Reordered (with barriers):

  1. G-buffer
    • Barrier (g_buffer: written → readable by Fragment/Raytracing/Compute/DrawIndirect)
  2. RTAO trace (raytracing)
  3. Shadow cull (compute)
    • Barrier (rtao_trace: Raytracing → Compute; shadow_culled: Compute → DrawIndirect) — batched
  4. RTAO spatial denoise (compute)
  5. Shadow draw (raster)
    • Barrier (rtao_spatial: Compute → Compute)
  6. RTAO temporal denoise (compute)
    • Barrier (rtao_result: Compute → Fragment; shadow_map: ColorAttachmentOutput → Fragment) — batched
  7. Lighting

That’s 4 barriers instead of 6. More importantly, independent passes now run in parallel (RTAO trace + shadow cull), and barriers are batched across multiple independent writes. You never reasoned about barrier placement, never manually interleaved passes, never tried to batch synchronization. TaskGraph sees which resources are independent, reorders to maximize parallelism, and batches barriers—all automatically from your .reads() and .writes() declarations.

The manual version forces a specific execution order. Want to pipeline shadow and RTAO? You’d have to restructure the barrier code, carefully interleave dispatches, and hope you didn’t miss a synchronization point. TaskGraph just works—it sees the dependency graph and finds the best execution order automatically.

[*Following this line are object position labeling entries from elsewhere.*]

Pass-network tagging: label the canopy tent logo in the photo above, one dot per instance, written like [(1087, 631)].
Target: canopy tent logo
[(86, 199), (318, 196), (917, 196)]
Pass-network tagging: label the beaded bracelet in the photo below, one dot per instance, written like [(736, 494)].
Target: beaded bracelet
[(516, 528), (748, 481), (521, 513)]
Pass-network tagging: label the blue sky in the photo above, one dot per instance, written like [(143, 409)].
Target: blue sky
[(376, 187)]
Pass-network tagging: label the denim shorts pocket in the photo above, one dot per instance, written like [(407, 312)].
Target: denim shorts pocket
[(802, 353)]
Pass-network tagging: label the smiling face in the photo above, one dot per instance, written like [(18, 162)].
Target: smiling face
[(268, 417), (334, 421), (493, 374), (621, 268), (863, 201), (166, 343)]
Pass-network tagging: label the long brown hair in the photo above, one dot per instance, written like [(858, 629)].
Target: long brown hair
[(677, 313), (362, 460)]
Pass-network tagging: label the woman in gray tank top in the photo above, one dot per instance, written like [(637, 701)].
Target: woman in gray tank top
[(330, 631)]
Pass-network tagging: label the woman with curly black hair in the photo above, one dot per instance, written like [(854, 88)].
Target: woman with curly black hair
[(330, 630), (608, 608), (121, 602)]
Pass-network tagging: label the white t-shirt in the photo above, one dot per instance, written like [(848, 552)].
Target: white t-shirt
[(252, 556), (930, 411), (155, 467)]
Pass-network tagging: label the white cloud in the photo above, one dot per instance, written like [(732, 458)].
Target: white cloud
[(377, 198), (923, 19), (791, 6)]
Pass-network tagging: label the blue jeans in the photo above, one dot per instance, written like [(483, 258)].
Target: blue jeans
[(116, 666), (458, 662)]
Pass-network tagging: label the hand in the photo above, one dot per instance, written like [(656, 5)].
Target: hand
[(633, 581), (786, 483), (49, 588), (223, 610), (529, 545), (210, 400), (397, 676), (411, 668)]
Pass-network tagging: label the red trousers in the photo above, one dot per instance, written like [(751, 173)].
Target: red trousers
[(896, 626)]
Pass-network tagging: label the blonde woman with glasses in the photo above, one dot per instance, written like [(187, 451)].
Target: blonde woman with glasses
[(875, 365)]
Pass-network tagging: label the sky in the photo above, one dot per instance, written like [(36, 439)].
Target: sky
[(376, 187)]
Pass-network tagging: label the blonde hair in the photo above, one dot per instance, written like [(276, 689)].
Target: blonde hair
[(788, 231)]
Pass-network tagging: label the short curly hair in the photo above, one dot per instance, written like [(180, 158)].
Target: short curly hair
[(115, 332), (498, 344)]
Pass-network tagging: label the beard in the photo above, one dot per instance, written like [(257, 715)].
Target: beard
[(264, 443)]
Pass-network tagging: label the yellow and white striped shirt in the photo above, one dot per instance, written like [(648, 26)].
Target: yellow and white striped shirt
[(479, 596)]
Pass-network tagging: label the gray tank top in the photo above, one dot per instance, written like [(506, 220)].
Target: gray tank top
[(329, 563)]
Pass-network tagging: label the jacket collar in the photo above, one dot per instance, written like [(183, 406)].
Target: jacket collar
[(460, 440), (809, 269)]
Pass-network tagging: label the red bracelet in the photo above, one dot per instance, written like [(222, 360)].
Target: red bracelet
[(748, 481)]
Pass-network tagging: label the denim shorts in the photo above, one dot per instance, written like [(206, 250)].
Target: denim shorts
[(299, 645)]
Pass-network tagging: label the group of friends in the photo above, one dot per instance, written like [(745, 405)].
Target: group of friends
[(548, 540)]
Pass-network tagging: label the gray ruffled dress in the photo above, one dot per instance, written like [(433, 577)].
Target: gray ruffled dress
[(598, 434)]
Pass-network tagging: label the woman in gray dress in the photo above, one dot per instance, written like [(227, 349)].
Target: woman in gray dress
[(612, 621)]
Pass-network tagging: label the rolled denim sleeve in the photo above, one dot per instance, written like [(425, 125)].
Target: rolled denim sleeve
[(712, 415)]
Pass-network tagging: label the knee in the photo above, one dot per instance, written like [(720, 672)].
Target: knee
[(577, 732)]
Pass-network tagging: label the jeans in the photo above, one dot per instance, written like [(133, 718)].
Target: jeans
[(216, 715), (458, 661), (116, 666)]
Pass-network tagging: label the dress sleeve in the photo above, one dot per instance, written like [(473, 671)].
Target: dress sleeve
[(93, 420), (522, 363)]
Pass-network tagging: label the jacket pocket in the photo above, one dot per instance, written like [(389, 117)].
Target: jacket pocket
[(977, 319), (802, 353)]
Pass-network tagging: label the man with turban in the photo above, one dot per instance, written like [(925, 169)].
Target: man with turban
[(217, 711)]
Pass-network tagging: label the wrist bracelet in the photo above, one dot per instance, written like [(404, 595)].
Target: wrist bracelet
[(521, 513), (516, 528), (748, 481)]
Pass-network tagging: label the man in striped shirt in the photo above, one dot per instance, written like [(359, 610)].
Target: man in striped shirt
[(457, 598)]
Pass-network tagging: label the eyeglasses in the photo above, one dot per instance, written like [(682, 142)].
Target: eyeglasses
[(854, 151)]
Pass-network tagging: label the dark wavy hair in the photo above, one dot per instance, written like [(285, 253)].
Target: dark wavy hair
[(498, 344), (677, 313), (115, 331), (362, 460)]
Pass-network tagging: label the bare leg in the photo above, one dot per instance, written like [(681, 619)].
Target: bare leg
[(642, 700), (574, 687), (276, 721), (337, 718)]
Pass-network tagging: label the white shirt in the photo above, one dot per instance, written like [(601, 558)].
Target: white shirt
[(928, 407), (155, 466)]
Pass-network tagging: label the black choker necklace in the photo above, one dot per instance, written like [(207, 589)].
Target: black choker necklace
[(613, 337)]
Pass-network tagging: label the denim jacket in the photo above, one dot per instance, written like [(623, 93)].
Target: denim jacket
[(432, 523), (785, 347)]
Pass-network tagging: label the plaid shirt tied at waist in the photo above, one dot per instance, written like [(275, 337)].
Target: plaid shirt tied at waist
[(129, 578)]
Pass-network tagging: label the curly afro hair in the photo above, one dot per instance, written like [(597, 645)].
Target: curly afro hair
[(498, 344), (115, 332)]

TaskGraph also optimizes memory allocation. Each transient resource has a limited lifetime—task_rtao_trace is only alive between RTAO trace and spatial denoise, then it’s dead forever. TaskGraph computes these lifetimes and reuses GPU memory:

ResourceRTAO TraceSpatial DenoiseTemporal DenoiseShadow CullShadow DrawLightingComposite
task_rtao_trace✓ write✓ read
task_rtao_spatial✓ write✓ read
task_rtao_result✓ write✓ read
task_shadow_culled_geometry✓ write✓ read
task_shadow_map✓ write✓ read
Memory RegionRTAO TraceSpatial DenoiseTemporal DenoiseShadow CullShadow DrawLightingComposite
memory region Artao_tracertao_spatialrtao_result(freed)(freed)rtao_result(freed)
memory region Bshadow_culledshadow_mapshadow_map(freed)

rtao_trace and rtao_spatial don’t overlap, so they share memory region A. In manual code, you’d allocate them separately and try to alias them by hand—which is dangerous (silent corruption if you forget a lifetime) and error-prone at scale. TaskGraph computes lifetimes automatically and packs allocations mathematically correctly. A 10-stage denoising pipeline saves 30-50% GPU memory with zero manual bookkeeping.

One subtlety: memory aliasing and barrier reduction can conflict. Packing memory tightly might force a specific execution order to respect lifetimes, which prevents the optimal task reordering. Conversely, reordering for minimal barriers might extend resource lifetimes, reducing aliasing opportunities. TaskGraph provides options: optimize for memory pressure, minimize barriers, or balance both. You declare your priorities, and TaskGraph computes a schedule that respects them.